Mit seiner Beschwerde wendet sich der Beklagte gegen die Versagung von Prozesskostenhilfe.
Im Hauptsacheverfahren stritten die Parteien um Zahlung. Der Kläger verlangte vom Beklagten Schadensersatz in Höhe von 4.483,33 EUR.
Am 01.12.2016 beantragte der Beklagte Bewilligung von Prozesskostenhilfe für die Verteidigung gegen die Klage. Am 19.12.2016 übersandte er die Kopie einer von ihm unterschriebenen Erklärung über seine persönlichen und wirtschaftlichen Verhältnisse. Dem Schreiben waren Belege beigefügt. Weitere Belege übersandte der Beklagte am 09.02.2017. Mit Verfügung vom 20.02.2017 forderte das Arbeitsgericht den Beklagten auf, das Original der PKH-Erklärung herzugeben. Der Beklagte behauptete mit Schriftsatz vom 27.02.2017, dass keine Originale der PKH-Erklärung vorlägen; die Formulare seien direkt an das Arbeitsgericht weitergeleitet worden.

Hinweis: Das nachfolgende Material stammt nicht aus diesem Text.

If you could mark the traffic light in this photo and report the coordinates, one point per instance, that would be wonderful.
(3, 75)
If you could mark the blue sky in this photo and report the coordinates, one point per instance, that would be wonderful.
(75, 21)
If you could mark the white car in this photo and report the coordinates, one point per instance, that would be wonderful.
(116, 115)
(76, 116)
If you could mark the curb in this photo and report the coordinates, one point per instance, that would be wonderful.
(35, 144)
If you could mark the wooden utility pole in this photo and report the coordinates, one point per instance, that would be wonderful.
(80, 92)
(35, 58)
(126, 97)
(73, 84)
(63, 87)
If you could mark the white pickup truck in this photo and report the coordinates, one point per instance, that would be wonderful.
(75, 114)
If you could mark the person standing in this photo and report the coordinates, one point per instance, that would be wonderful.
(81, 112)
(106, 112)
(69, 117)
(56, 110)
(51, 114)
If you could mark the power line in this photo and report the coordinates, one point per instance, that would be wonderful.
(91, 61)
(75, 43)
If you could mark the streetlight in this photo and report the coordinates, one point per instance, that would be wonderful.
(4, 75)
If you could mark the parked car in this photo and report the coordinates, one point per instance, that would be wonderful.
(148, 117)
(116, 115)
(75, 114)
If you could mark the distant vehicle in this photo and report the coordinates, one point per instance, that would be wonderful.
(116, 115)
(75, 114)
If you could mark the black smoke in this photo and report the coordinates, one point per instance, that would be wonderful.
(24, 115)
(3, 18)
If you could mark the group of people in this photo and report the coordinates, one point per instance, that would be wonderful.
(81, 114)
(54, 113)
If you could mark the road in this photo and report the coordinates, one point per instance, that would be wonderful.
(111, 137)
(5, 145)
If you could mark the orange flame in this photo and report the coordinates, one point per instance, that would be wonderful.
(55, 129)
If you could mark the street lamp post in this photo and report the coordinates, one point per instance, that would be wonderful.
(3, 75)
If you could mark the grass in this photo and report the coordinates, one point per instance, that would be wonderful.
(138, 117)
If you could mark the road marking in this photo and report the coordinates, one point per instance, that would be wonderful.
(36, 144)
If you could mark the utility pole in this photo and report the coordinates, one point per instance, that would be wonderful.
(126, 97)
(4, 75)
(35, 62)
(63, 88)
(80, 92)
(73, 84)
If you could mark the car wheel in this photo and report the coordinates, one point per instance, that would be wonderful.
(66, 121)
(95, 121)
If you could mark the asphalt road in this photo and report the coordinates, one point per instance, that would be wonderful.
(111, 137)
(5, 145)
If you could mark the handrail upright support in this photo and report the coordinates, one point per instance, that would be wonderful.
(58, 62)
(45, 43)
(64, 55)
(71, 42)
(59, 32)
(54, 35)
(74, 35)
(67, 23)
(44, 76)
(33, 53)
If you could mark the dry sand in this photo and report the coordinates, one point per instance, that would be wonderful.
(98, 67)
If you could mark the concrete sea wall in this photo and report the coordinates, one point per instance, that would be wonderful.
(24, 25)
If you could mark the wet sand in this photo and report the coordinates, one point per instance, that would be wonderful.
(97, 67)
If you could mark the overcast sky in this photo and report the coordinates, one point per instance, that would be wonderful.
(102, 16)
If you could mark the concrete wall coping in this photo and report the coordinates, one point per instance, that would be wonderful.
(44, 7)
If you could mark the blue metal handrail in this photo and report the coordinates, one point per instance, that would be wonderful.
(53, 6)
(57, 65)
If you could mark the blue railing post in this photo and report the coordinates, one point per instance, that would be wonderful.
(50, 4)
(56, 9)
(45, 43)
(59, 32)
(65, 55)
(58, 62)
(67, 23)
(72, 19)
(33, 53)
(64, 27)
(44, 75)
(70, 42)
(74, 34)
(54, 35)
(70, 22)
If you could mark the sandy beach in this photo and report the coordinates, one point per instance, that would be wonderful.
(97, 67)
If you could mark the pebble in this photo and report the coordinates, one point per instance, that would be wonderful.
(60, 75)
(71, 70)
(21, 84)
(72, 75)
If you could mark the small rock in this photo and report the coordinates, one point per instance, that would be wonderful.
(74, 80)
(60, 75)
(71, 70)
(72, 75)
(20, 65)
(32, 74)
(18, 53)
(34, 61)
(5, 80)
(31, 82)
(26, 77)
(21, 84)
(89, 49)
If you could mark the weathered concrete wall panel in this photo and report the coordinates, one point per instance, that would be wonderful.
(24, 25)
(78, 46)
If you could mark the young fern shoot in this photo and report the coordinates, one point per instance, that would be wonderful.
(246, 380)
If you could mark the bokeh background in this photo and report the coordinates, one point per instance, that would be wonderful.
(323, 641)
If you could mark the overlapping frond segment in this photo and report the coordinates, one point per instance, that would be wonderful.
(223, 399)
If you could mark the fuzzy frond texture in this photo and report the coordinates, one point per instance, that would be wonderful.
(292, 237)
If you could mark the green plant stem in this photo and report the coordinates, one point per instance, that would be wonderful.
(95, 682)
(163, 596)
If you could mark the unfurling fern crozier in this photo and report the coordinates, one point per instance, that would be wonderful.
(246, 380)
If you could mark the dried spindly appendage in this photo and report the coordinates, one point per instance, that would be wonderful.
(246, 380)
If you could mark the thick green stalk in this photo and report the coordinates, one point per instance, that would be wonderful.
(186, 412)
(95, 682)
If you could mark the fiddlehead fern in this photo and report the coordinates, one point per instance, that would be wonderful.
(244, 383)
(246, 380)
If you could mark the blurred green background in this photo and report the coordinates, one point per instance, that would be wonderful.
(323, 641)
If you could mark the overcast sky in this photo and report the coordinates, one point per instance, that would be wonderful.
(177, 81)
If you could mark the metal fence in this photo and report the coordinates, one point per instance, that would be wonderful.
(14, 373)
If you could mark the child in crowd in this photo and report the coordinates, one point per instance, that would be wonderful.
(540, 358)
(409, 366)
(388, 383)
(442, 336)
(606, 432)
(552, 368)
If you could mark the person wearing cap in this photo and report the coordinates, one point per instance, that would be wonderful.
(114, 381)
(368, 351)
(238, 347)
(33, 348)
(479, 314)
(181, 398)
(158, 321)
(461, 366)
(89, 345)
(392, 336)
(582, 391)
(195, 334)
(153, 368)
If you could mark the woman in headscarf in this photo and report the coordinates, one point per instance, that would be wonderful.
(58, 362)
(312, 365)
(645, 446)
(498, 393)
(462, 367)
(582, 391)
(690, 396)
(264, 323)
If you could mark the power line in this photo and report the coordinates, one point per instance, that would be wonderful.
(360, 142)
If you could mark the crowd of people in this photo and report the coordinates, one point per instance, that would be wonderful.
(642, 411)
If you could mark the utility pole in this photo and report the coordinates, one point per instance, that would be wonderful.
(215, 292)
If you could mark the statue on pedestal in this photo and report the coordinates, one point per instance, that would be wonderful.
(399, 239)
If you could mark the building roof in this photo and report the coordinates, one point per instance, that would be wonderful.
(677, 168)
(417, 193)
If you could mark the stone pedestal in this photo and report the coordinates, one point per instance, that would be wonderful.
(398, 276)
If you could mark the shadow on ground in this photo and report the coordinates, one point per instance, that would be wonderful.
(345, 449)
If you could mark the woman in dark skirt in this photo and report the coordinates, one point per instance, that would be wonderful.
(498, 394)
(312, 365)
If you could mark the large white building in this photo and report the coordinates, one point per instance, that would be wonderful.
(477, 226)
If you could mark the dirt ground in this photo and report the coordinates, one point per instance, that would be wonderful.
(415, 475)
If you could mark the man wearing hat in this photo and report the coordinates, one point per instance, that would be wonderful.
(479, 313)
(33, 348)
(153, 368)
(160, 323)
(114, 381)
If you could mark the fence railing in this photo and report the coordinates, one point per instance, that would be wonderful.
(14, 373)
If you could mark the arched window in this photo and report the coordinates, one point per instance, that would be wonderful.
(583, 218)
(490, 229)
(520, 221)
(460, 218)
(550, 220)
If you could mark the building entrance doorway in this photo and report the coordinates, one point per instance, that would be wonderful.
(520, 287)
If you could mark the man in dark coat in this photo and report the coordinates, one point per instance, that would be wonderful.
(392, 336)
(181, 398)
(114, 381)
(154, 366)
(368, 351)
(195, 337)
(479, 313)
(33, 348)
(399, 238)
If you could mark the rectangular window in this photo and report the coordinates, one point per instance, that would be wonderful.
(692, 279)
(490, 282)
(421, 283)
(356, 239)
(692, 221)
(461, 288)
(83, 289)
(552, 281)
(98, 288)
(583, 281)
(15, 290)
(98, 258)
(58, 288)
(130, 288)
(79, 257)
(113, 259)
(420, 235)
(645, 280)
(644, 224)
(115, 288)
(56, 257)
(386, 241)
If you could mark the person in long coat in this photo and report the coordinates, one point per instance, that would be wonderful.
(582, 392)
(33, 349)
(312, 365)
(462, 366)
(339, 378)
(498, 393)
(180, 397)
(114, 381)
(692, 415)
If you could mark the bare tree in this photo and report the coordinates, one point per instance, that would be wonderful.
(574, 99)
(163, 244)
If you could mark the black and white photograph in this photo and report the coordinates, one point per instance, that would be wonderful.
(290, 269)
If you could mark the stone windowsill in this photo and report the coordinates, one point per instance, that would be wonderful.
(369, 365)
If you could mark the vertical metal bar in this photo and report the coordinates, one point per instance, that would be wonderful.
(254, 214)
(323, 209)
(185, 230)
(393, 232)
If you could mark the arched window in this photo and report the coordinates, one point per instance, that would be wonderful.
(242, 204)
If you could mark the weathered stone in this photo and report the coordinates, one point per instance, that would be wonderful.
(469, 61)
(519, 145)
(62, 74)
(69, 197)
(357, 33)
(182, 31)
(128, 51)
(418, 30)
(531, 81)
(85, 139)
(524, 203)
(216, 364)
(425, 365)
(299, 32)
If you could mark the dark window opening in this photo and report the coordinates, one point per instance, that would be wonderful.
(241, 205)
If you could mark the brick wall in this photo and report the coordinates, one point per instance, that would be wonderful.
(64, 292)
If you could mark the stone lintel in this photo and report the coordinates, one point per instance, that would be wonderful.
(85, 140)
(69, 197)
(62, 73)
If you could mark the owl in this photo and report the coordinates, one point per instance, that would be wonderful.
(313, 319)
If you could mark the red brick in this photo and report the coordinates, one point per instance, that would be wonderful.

Mit Verfügung vom 28.03.2017 übersandte das Arbeitsgericht die in Kopie vorliegende Erklärung über die persönlichen und wirtschaftlichen Verhältnisse mit der Bitte, diese vom Beklagten unterzeichnen zu lassen. Nachdem der Beklagte dieser Aufforderung nicht nachgekommen war, versagte das Arbeitsgericht ihm mit Beschluss vom 28.03.2017 die Bewilligung von Prozesskostenhilfe. Zur Begründung hat es ausgeführt, der Beklagte habe es trotz gerichtlichen Hinweises unterlassen, einen PKH-Antrag im Original vorzulegen bzw. die ihm übersandten Kopien unterschrieben zurückzusenden.
Gegen diesen ihm am 04.04.2017 zugestellten Beschluss hat der Beklagte am 25.04.2017 Beschwerde eingelegt und einen mit Originalunterschrift versehenen Erklärungsvordruck beigefügt.
Das Arbeitsgericht hat der Beschwerde nicht abgeholfen, da erst nach Abschluss der Instanz (08.04.2017) ein vollständiger PKH-Antrag vorgelegen habe.
II.
1. Die als sofortige Beschwerde zu wertende Beschwerde des Beklagten ist zulässig ( § 127 Abs. 2 Satz 2 ZPO ). Sie ist statthaft und form- sowie fristgerecht eingelegt worden.
2. Die sofortige Beschwerde ist auch begründet. Das Arbeitsgericht hat dem Beklagten zu Unrecht Prozesskostenhilfe versagt.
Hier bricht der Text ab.